Exploring Analytics for Microfrontends

Exploring Business Requirements

High-level business requirement questions:

- What are the business requirements for tracking events for the header?
- What are the business requirements for generic event tracking?
- What is the overlap?

Notes

  • Gabe Mulley (Deactivated)'s experience is that:
    • Even events designed specifically for a particular analysis are nearly always tweaked to get them right, and legacy data from before the tweak is rendered useless.
    • It is possible, but unlikely, that general data would be useful because there are too many variables (e.g. what did that event mean at that particular time, since things can move).
      • Given this, general collection only makes sense if it is really cheap (infrastructure, design time, architecturally, etc.)
  • Events tracked through Segment (not direct to GA)

Additional related questions:

  • Where would generic event handling be good enough?
  • For the shared header, what tracking events are required?
    • Is it important to have any consistency across headers?
    • Would the name need to change per event?
    • Do we need to know what Front-end Application we are in?
    • What other data?
    • Category and label? Mobile? Link? Other properties?
    • Would a generic solution solve this?

Example Header Events (Prospectus):

User Menu and Site Navigation:

window.analytics.track('edx.bi.link.header_navigation.clicked', {
  category: 'navigation',
  label,
  link: event.currentTarget.href,
  mobile: false,
});

analyticsAllSearch() {
window.analytics.track('edx.bi.user.search.submitted', {
  category: 'search',
});
}

analyticsSearch(label) {
window.analytics.track('edx.bi.user.query.submitted', {
  category: 'search',
  label,
});


Footer:

window.analytics.track('edx.bi.footer.link', {
  category: 'outbound_link',
  label: $link.attr('href')
});


Exploring Potential Implementations

The intention is to move this to an RST doc at some point.  If we need/want to capture comments sooner rather than later, I can do that sooner rather than later.
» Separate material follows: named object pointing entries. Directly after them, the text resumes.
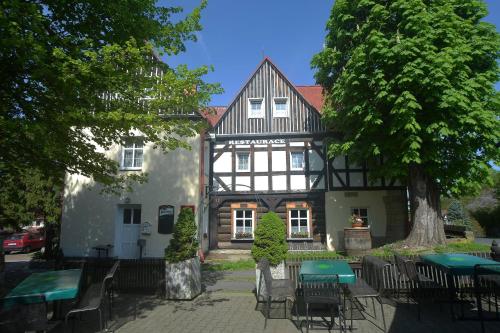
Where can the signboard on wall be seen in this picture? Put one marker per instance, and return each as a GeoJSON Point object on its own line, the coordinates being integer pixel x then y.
{"type": "Point", "coordinates": [165, 219]}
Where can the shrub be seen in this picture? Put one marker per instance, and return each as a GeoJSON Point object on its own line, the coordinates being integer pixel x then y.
{"type": "Point", "coordinates": [457, 216]}
{"type": "Point", "coordinates": [184, 243]}
{"type": "Point", "coordinates": [270, 241]}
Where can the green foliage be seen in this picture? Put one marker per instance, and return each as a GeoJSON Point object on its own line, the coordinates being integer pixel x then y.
{"type": "Point", "coordinates": [489, 219]}
{"type": "Point", "coordinates": [413, 81]}
{"type": "Point", "coordinates": [270, 241]}
{"type": "Point", "coordinates": [184, 242]}
{"type": "Point", "coordinates": [240, 265]}
{"type": "Point", "coordinates": [456, 215]}
{"type": "Point", "coordinates": [77, 76]}
{"type": "Point", "coordinates": [26, 195]}
{"type": "Point", "coordinates": [313, 255]}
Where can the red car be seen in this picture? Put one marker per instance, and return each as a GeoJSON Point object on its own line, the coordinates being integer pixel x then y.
{"type": "Point", "coordinates": [24, 242]}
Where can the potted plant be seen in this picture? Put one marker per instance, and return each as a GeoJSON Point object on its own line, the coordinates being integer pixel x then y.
{"type": "Point", "coordinates": [270, 243]}
{"type": "Point", "coordinates": [182, 269]}
{"type": "Point", "coordinates": [356, 221]}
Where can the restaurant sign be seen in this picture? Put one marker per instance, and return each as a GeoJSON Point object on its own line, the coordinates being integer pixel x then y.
{"type": "Point", "coordinates": [258, 141]}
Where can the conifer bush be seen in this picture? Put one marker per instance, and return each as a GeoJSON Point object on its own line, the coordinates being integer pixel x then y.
{"type": "Point", "coordinates": [184, 243]}
{"type": "Point", "coordinates": [270, 241]}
This section details some exploration regarding both our microfrontend apps and for shared components.

Background

The LMS provides the ability to send events to Segment or to the tracking log (and potentially on to Segment).  At this time, these docs do not yet cover events that go to the tracking log.

Regarding front-end library selections for analytics, different microfrontend applications have selected different libraries.  Given that, each library needs to be reviewed in relation to the functionality it is providing.

Setting up Segment for a new Microfrontend

/wiki/spaces/AN/pages/938705325

Identify User

When using Segment, we need to call window.analytics.identify() with the appropriate user identification details.

  • Background
    • Enterprise Portal was using the user's email.  It has been established that that is not the right solution, but we are working out the details.
    • LMS/CMS currently use the user id.  LMS/CMS also send email and username as additional details, but not the main identifier.
    • Prospectus:
      • Unclear at this time what it is using.  I only found this code which doesn't provide the main id as far as I can tell.
  • General Notes
    • Note: Segment recommends that identify is called upon loading a new page in addition to the more obvious call after login.
    • Options for user tracking id:
      • Option 1: LMS User ID (Recommended) 
        • This is the current recommendation as documented by the analytics team.  It is also what is mostly in use (e.g. in LMS/CMS). 
        • Implementation proposal: Add "user_id" to JWT.
        • Note: The LMS/CMS also pass username and email as additional traits to identity.
          • It is unclear what specific integration is using this additional information.  It seems unlikely it is GA.
          • For now, we will exclude this information from new microfrontends.
      • Option 2: Anything else (Rejected)
        • See analytics documentation under Option 1 for detailed explanation.
    • ARCH-379 - Getting issue details... STATUS  - this ticket is about implementing the id on the new User Account (Profile Page) microfrontend app.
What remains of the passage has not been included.